Vietnam or Thailand ? Vote for the TOP Country of the Week !
Bijgewerkt: 31 mei 2025
Voortdurend met allerlei bezwaren en tegenspoeden worstelende, trok de doctor door Babisa, Lobemba, Maroengoe, Ba-Oeloengoe en Loenda. In dit laatste land woont Cazembé, wiens naam het eerst in Europa bekend werd door den portugeeschen reiziger Lacerda. Cazembé is een zeer verlicht vorst.
Kort nadat hij de grenzen van Londa had overschreden, en nog voor hij het gebied van Cazembé had bereikt, was Livingstone eene groote rivier overgestoken, die men de Chambezi noemde. De gelijkheid van naam had hem aanvankelijk in den waan gebracht, dat hij den Zambèse voor zich had, en dat deze rivier dus in geene betrekking hoegenaamd stond met den Nijl, waarvan hij de bronnen opspoorde.
Aan het hof van Cazembé ontmoette onze reiziger een grijsaard, Mohammed-ben-Selim geheeten, een arabischen kleurling, dien de koning gevangen hield, omdat hij zijne gangen wantrouwde. Livingstone maakte van zijn invloed op den vorst gebruik, om Mohammed in vrijheid te doen stellen; en daar zij beiden denzelfden weg volgden, nam hij het voorstel van den Arabier aan, om te zamen te reizen.
Hoewel hij niet kon begrijpen, welk belang de blanke man er bij hebben kon om zich bekend te maken met wateren die hem vreemd waren, twijfelde hij er toch niet aan of dit geschiedde met goede bedoelingen. Cazembé vroeg daarop aan den reiziger wat eigenlijk zijn doel was, en waarheen hij zich dacht te begeven.
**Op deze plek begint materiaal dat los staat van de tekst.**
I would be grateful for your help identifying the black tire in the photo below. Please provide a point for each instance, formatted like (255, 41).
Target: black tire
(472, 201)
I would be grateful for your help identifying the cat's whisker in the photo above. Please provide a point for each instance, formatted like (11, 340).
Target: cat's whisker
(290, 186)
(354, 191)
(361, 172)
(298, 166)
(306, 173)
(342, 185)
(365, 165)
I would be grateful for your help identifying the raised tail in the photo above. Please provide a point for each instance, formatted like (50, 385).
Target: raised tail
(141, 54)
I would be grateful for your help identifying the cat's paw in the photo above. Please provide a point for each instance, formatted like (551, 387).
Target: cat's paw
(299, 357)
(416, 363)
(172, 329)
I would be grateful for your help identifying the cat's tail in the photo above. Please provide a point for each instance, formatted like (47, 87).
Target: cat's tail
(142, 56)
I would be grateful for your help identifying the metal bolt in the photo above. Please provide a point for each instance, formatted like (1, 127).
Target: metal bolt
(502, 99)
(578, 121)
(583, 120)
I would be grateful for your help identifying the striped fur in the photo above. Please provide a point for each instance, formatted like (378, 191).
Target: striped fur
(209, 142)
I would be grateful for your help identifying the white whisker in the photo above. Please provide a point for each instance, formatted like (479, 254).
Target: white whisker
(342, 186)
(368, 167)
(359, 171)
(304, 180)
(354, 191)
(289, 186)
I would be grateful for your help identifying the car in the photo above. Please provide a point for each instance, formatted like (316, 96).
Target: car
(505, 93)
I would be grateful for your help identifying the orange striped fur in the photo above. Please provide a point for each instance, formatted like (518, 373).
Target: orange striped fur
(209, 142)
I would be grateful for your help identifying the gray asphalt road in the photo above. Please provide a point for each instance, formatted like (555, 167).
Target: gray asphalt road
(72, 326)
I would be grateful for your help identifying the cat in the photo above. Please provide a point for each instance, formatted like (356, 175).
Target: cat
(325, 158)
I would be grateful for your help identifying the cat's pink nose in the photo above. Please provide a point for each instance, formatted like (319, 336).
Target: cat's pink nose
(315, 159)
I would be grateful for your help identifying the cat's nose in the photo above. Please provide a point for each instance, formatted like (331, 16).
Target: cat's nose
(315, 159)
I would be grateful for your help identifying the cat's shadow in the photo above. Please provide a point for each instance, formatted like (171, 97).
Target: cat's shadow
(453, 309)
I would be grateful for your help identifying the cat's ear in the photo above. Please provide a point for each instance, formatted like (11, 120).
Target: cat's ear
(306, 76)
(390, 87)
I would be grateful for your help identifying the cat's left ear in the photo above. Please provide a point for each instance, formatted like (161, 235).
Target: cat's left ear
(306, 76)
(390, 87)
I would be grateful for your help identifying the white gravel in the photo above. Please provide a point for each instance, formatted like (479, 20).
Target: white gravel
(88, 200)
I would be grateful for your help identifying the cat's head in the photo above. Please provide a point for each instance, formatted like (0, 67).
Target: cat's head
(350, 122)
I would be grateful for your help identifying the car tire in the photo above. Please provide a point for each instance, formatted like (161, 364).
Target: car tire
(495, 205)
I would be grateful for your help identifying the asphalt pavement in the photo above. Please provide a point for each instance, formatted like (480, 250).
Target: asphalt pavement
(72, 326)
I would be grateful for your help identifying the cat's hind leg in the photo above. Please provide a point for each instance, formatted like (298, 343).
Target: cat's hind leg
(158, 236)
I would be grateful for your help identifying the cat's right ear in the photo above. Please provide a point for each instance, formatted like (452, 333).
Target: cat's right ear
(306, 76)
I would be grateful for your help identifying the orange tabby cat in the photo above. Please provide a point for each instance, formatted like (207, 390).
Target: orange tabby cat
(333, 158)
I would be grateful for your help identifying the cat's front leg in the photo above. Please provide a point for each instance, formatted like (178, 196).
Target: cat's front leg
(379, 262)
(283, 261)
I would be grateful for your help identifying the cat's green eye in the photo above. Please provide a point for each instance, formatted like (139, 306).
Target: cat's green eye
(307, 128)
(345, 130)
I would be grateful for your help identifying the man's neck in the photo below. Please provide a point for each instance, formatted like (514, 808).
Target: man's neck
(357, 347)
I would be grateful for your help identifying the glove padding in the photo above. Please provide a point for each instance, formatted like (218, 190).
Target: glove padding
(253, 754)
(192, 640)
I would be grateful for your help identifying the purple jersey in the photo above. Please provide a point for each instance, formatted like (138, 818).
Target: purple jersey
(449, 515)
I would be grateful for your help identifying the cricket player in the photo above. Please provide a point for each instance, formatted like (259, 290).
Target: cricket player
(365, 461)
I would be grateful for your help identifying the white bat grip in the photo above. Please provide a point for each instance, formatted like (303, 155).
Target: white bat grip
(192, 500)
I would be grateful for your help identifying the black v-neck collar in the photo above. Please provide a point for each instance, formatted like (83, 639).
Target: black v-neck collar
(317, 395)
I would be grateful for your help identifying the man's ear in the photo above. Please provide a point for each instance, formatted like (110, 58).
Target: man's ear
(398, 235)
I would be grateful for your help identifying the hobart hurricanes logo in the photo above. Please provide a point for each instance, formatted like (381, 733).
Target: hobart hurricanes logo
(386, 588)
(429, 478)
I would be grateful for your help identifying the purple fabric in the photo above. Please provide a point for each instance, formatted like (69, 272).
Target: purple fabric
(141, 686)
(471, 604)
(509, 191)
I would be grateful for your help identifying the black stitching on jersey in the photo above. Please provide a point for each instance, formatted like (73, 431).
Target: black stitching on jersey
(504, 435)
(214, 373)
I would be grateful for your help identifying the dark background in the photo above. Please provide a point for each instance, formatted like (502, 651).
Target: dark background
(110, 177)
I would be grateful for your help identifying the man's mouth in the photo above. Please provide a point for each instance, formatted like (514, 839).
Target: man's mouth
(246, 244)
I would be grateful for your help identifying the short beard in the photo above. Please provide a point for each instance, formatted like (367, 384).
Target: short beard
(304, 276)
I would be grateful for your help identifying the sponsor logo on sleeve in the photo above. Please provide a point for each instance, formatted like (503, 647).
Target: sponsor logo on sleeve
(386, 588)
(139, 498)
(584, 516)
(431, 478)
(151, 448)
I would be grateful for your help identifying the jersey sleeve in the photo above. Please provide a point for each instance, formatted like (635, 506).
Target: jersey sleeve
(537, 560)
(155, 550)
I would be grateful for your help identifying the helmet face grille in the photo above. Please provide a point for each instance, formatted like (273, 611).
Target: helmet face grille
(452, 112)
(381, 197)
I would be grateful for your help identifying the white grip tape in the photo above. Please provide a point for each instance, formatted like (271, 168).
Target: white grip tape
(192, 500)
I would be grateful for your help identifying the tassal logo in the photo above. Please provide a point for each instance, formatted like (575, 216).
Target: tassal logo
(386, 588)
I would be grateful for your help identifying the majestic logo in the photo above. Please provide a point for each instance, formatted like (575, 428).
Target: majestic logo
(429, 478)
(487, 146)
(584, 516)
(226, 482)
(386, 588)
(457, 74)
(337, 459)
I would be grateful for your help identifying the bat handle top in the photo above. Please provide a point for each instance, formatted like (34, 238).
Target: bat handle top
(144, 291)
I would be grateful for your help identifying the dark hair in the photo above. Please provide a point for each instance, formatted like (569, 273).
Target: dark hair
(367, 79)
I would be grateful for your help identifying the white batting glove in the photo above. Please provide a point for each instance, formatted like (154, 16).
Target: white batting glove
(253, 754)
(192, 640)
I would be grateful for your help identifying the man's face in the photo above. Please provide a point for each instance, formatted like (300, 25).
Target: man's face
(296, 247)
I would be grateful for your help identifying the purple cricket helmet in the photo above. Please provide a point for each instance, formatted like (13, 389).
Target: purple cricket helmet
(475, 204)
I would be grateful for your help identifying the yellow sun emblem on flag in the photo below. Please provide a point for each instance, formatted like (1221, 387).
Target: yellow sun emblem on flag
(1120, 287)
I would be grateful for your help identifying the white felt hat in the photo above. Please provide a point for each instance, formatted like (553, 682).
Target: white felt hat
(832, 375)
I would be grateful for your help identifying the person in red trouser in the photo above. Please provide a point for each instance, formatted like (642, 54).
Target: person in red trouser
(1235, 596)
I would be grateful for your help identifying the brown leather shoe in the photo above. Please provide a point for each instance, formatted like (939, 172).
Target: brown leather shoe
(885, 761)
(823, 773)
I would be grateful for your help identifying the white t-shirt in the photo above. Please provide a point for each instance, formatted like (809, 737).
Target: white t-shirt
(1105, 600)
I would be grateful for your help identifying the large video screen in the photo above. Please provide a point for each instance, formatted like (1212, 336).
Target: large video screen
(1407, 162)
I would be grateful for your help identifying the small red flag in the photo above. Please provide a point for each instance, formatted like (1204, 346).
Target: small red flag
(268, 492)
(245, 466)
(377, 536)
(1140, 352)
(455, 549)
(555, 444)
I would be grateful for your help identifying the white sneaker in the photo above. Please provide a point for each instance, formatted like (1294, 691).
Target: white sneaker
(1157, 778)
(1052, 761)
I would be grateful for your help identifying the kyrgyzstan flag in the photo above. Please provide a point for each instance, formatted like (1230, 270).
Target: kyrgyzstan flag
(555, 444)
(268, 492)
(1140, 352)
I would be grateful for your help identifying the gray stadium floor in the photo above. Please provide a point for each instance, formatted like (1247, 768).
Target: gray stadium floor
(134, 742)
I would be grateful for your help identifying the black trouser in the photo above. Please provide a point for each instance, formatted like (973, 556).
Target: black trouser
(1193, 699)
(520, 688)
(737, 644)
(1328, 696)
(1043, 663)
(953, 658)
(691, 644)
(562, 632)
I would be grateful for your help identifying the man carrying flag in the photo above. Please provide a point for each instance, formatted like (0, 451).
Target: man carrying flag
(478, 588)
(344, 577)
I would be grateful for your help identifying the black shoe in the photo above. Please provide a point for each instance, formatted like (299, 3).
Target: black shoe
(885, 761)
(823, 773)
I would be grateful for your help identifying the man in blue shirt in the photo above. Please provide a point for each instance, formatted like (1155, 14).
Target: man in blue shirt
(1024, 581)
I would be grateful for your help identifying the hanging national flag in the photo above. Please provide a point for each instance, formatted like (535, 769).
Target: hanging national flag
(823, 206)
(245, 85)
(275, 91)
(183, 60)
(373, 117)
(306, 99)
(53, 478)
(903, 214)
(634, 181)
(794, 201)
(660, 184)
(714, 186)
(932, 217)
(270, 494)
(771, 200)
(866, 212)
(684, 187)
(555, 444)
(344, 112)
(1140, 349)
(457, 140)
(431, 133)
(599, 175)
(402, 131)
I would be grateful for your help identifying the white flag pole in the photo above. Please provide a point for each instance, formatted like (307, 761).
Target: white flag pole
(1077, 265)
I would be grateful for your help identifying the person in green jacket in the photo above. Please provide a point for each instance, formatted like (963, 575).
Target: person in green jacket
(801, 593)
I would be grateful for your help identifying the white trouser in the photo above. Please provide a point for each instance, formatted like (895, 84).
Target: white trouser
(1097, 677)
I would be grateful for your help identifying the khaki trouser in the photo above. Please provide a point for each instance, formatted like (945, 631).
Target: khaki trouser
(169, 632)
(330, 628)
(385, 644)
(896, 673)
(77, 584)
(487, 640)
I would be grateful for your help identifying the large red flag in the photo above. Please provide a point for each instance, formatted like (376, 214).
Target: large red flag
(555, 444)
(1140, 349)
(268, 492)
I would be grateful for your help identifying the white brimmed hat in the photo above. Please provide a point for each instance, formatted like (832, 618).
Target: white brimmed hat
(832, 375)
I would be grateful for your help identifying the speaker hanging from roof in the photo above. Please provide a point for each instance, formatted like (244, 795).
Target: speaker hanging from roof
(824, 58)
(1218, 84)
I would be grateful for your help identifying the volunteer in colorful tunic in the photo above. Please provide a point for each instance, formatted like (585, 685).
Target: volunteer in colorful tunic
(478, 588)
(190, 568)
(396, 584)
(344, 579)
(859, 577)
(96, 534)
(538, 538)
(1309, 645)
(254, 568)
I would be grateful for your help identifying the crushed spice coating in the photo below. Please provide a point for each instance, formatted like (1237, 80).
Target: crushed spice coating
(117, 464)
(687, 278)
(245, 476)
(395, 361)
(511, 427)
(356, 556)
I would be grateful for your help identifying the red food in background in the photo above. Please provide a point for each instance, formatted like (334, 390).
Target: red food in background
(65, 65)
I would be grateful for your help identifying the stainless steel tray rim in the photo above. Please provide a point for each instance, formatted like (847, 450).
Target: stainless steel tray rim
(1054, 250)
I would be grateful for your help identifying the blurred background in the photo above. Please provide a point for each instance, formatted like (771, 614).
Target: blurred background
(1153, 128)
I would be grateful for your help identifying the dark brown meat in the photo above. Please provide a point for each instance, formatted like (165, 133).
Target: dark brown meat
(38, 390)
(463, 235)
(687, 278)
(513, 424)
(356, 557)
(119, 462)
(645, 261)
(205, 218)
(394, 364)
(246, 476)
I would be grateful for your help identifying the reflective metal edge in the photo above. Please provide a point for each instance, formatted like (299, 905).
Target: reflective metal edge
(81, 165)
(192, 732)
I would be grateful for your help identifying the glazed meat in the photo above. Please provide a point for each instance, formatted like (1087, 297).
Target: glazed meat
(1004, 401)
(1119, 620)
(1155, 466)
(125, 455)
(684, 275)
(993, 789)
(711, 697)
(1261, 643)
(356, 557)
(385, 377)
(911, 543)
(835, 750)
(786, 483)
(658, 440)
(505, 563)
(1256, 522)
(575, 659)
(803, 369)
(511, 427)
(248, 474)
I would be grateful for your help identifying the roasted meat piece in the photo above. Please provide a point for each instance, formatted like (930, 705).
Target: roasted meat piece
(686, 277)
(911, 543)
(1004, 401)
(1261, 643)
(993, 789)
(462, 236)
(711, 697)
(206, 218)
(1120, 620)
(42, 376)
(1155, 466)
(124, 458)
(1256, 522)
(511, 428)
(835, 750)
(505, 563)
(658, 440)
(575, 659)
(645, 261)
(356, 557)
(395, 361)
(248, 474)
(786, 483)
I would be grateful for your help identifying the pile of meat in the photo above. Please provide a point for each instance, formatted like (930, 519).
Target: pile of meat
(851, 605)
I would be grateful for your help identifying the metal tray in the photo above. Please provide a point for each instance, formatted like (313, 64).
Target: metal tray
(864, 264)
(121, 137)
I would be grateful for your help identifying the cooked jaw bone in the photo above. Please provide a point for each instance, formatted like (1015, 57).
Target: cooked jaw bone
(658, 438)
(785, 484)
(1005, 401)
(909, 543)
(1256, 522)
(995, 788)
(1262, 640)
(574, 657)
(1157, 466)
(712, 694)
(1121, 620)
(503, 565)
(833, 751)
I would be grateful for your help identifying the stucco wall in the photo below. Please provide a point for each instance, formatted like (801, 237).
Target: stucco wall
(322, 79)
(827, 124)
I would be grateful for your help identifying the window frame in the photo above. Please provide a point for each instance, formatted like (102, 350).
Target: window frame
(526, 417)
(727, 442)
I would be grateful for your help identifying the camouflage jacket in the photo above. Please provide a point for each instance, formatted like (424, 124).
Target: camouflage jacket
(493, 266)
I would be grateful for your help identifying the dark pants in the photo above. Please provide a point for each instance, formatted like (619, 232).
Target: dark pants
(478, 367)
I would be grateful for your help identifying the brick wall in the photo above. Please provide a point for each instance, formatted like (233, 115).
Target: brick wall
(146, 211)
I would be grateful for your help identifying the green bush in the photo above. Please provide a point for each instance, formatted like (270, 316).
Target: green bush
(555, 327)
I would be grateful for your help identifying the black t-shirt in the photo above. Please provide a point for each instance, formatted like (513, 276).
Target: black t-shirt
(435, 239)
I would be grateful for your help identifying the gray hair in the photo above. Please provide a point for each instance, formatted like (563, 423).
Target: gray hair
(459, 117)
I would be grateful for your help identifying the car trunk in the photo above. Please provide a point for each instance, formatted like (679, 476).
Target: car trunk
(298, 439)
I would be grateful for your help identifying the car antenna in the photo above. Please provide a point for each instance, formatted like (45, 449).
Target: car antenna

Hij keerde daarop naar Cazembé terug, nu bij ondervinding wetende wat de portugeesche berichten en kaarten waard waren, en met steeds klimmende belangstelling den loop dezer rivier volgende, die zich tot dusver onafgebroken naar het noorden richtte.
Deze, voor de aardrijkskundige wetenschap zoo uiterst belangrijke en vruchtbare nasporingen, brachten Livingstone ook aan den oever van een meer, ten noordoosten van het gebied van Cazembé, en waaraan de inboorlingen den naam geven van Liemba, naar de landstreek, die ten zuiden en ten oosten aan het meer grenst.
Livingstone antwoordde, dat het zijn wensch was naar het zuiden te gaan, aangezien hij vernomen had dat daar meren en rivieren waren. "Het is niet noodig daarvoor naar het zuiden te gaan," hervatte Cazembé; "er is hier in den omtrek water in overvloed."
Van het begin van 1867, toen hij bij Cazembé kwam, tot in Maart 1869, toen hij te Oedsjidsji verscheen, is hij bijna onophoudelijk bezig geweest met het ophelderen en herstellen van deze dwaling. Toen hij den strijd ontdekte tusschen de berichten zijner voorgangers en wat zijne eigene aanschouwing hem leerde, keerde hij op zijne schreden terug.
Hij werd nog te meer in die opvatting versterkt, omdat de Portugeezen hem herhaaldelijk gezegd hadden: "De Tsjambesi is onze rivier; als men van de Nyassa naar Cazembé gaat, moet men den Zambèse oversteken." Niet alleen hadden zij hem dit gezegd, maar ook hunne boeken en kaarten stemden daarmede overeen. Deze verkeerde opgave heeft Livingstone veel moeite en tijdverlies veroorzaakt.